What does being stuck in your 20s look like?
Sometimes it means not being able to get out of bed. Other times it means a blizzard of early-morning iPhone alarms, midnight emails, and bloodshot eyes, without time to pause; to recognize that you can't remember the last time when you were actually happy.
Regardless, it usually means feeling like a robot: programmed to go through the motions, driven by the anxiety of what would happen upon stepping out of the cage, numbed by the low-grade depression that isn't necessarily the anti-depressant kind, but is enough to leave you feeling empty and unbearably alone.
When I first met Matt, he lived in a land of robots. But he was about to embark upon a year of adventuring.
Exiting Robot Land
Matt used to be an IT consultant based out of Chicago and we met when I started working for Escape the City. He was a member of the site and about to do a big trip around Europe; as part of his trip, he started a blog tracing his journey.
"Like many people in their mid-twenties and several years out of college, I reached a point in my personal life and professional career where I found myself asking: 'Is this really the beginning of the rest of my life?'" he wrote.
"When I looked back, my life situation was the result of going through the motions of life, without truly understanding what I wanted to get out of life."
As he later described it, he reached the point where he felt like his soul was dying, but he had no idea how to figure out what he actually wanted to do. Enter Escape the City.
Well, not quite. The site was only one part of the mental 'diet' that Matt put himself on - he read books like The Four Hour Work Week, Rework, and The Lean Startup; he started following various blogs and basically forced himself to admit that there were a lot of people out there who lived differently and that he could be one of them.
"Instead of continuing to be a passive participant in my own life, I decided to be deliberate. I realized that in order to live the life I want, I must start acting out the life I want to live."
It started with rewiring how he had been programmed - preparing himself for a life of adventure, instead of a life inside a cage.
Finding New Tribes
If your reality is racing from home to work to home again, mentally wiped out before your head hits the pillow - it's very hard to find the time and energy to conceptualize what a new career or an alternative could be like.
When you have a busy job and barely have time to decompress, you need to be creative. So Matt's solution was to start a book club with some friends - through discussing new ideas, the changes he wanted to make became clearer to him. He decided that he wanted a life where there was more time for personal travel and creativity.
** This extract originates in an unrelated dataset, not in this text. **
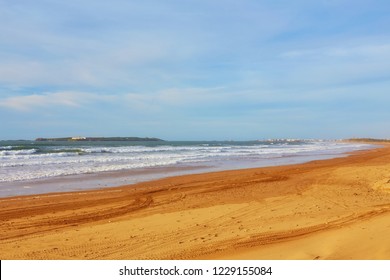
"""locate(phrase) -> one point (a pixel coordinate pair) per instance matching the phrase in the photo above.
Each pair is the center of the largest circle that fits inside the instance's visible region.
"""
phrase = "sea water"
(33, 167)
"If you're constantly surrounded by people who have no ambitions to leave "the city," or worse, who want to leave but have given up, then you'll forever feel crazy in your travel ambitions," he describes here. "You'll never have the support network needed to make a big move."
Once you've realized that chasing money at the expense of your dreams is a game you want to exit, you can accidentally offend those who are still happy to keep playing. In a land of robots, the adventurers are crazy - as Paul Graham says, "In an artificial world, only extremists live naturally."
The Year of the Adventurer
Quitting your job is scary. But taking a sabbatical is gentle way to decide what it is that you might want to do next. Matt took a seven-month sabbatical from consulting in order to travel around Europe and he talks about how to negotiate a sabbatical here.
A sabbatical can provide a financial and psychological safety net (in case you decide in six months' time that you actually do want your old life back) but also lets you explore who you are outside of your typical routine.
Since he now had much more time and headspace, Matt started working with a friend who was a writer. They went to Iceland. His friend penned a book about the trip, Matt marketed it and got it to be a category bestseller on Amazon, and that's how he started a boutique independent travel publishing company that produces Tales Of books.
As he explains about his journey, "I've grown to believe that reconnecting with dreams and actually going after them is the quickest way to figure out who you are and where you fit in this grand story of life."
He embraced an 'experimental' approach to following his dreams, and used that experimental approach with everything he was doing - blogging, adventuring, publishing - but through it all, went after things that excited him.
He also ended up with a blog on the Huffington Post, which certainly would not have happened had he not decided to become an adventurer.
"So this is what I learned, at least, by my experiment: When you act deliberately in a direction and toward a place you want to be, you begin to redefine your world. By no means have I arrived, but I am closer to where I intend to be. The truth of the matter is that we may never quite arrive at that destination far away in our minds; we may never reach those castles in the air. But I know one thing as fact: we'll certainly never get there if we don't take that first bold and deliberate step."
He and I now work together on The Escape School, providing Escape members with the inspiration and information they need to make their own transition.
Career change is harder than a before/after snapshot - it's a process that can take an entire year. It's that season when it's easy to make resolutions that we secretly know are never going to stick. But this could be a year where change could be made from where you already stand.
Instead of quitting your job cold turkey, consider a sabbatical. Even though it's hard to admit that we're that dispensable, yes, your firm will survive without you for six months.
Whenever I meet Escape members who want a low-risk, high-returns way of going from the land of robots to the world of adventurers, I often share Matt's approach.
Change your reality by reading about other realities. Surround yourself with like-minded people. Leap, but with a safety net. And a year from now, life could look so different.